Даже если большинство городских парков постигла участь Сироганэ, из-за своего названия он представляется мне символом печального изменения мира: у всего, что обладает лишь поэтическими достоинствами, нет будущего. Для нашего слуха белый металл скорее означает то, что позволит нам избежать нищеты, нежели драгоценность.

Но я не успеваю остановиться на этих размышлениях. Оператор излагает свои идеи. На детской площадке торчит двухметровая копия Фудзи. Он заставляет меня вскарабкаться на нее и на вершине принять торжествующую позу, наподобие героинь Лени Рифеншталь.

– Подложим музыку «Заратустры» Штрауса! – Он воодушевлен.

Сцена должна будет с успехом заменить мои воспоминания о юношеском восхождении на Гору. Воображаю свою нынешнюю неспособность к подобным подвигам.

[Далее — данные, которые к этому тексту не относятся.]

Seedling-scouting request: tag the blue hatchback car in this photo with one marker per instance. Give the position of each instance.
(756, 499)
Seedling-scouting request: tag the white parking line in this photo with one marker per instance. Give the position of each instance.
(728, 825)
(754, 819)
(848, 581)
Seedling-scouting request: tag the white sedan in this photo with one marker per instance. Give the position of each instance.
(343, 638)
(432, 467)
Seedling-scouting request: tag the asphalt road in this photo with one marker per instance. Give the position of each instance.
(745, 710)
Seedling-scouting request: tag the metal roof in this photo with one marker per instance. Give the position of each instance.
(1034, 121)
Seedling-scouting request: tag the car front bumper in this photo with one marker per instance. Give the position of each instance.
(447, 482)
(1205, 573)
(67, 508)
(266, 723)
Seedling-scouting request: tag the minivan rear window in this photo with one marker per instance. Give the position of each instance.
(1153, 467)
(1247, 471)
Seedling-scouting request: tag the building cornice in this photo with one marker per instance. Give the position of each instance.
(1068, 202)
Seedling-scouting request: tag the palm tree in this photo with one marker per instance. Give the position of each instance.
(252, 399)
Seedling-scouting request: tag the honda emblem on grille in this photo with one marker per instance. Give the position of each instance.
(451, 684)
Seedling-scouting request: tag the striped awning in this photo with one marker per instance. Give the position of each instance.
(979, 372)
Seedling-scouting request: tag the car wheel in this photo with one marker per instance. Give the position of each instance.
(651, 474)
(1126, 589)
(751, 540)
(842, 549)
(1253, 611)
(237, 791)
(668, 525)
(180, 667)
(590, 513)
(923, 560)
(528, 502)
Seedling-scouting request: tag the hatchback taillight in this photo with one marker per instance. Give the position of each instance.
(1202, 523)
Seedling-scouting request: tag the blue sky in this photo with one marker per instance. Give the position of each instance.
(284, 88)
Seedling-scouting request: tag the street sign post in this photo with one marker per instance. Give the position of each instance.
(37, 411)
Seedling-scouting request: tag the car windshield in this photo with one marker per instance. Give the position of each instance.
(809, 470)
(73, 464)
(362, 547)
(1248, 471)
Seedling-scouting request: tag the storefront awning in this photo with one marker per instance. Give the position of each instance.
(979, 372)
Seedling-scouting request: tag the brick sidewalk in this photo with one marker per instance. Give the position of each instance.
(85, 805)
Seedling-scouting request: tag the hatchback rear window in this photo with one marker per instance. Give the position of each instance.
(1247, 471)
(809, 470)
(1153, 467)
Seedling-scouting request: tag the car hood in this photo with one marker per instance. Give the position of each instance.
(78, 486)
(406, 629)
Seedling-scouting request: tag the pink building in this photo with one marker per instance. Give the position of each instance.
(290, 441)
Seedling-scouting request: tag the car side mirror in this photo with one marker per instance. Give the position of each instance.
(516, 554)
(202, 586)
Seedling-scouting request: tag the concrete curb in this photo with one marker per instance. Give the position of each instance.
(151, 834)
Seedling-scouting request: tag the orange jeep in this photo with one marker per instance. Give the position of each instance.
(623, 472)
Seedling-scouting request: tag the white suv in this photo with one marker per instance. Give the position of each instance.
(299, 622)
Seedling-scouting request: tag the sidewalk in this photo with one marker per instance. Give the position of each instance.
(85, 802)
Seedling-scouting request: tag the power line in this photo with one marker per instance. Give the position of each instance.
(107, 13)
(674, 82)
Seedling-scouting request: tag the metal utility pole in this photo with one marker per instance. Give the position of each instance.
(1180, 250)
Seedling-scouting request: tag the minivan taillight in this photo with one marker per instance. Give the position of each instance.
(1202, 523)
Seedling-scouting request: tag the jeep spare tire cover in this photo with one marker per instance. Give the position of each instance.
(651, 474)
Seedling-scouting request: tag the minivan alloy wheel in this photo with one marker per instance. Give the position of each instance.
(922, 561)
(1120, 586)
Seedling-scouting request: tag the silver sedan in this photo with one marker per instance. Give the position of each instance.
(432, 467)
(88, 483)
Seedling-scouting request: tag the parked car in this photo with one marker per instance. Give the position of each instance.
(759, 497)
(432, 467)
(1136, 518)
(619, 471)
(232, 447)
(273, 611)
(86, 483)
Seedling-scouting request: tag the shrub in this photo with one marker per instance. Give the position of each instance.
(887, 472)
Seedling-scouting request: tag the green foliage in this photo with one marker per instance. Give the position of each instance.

Поскольку парк представляет также место упраздненной романтики, принимаю мечтательный вид возле цветущей сакуры, якобы жду японского жениха. Теперь-то я знаю, что могу долго прождать его. Чтобы не скучать во время паузы, воображаю, будто Ринри вот-вот появится. Былая спокойная уверенность уступает место ощущению, природа которого мне неведома. Если бы он и вправду пришел, я вновь испытала бы пресловутую неловкость. А сейчас я попросту не испытываю ничего.

Несколько лет назад мне пришлось позировать Жан-Батисту Мондино, пожалуй самому великому художнику из тех, кто меня фотографировал. Я изо всех сил старалась придать своему лицу какое-нибудь выражение – радости, удивления, состроить рожу, – он недовольно прервал свою работу и резко спросил:

– Может, скажешь, что ты делаешь?

– Пытаюсь что-то вам дать, – промямлила я.

– Я тебя ни о чем не просил. Мне именно это и надо: будь пустой. Ничего не испытывай.

Я повиновалась. Не прошло и пяти минут, как он сделал великолепные снимки. Может, цель именно в этом: ничего не испытывать. Тут я заметила, что Юмето, для которого фотография – это второе призвание, целится в меня своим мобильником. Будучи знатоком, он должен был уловить, что я достигла высшей стадии фотогеничности. Исчерпав накануне весь запас чувств, сегодня я пуста.

Кое-кто мог бы подумать, что мне грустно, что я сожалею. Вовсе нет. В двадцать лет у меня был красивый роман с Ринри. Подобная красота непременно должна закончиться. Так и случилось.

Мне вспомнилось: когда мы встречались в парке Сироганэ с Ринри, при виде его к моей искренней радости примешивалась скрытая тревога – теперь надо быть счастливой. Улыбаюсь этому устаревшему беспокойству и шепчу себе под нос: «Теперь не надо быть счастливой».

Все свершилось. В двадцать лет я сделала то, что людям полагается делать в этом возрасте. Все прошло идеально. Теперь, когда мне дважды двадцать, я могу без страха и сожаления смотреть назад. Обошлось без ущерба: мой бывший жених на меня не сердится, он счастлив, его жизнь удалась, мы оба сохранили приятные воспоминания. Благодаря этому на меня обрушивается неожиданное воздаяние, то, к чему стремятся буддистские монахи: я ощущаю пустоту. На Западе подобный факт воспринимается как крах.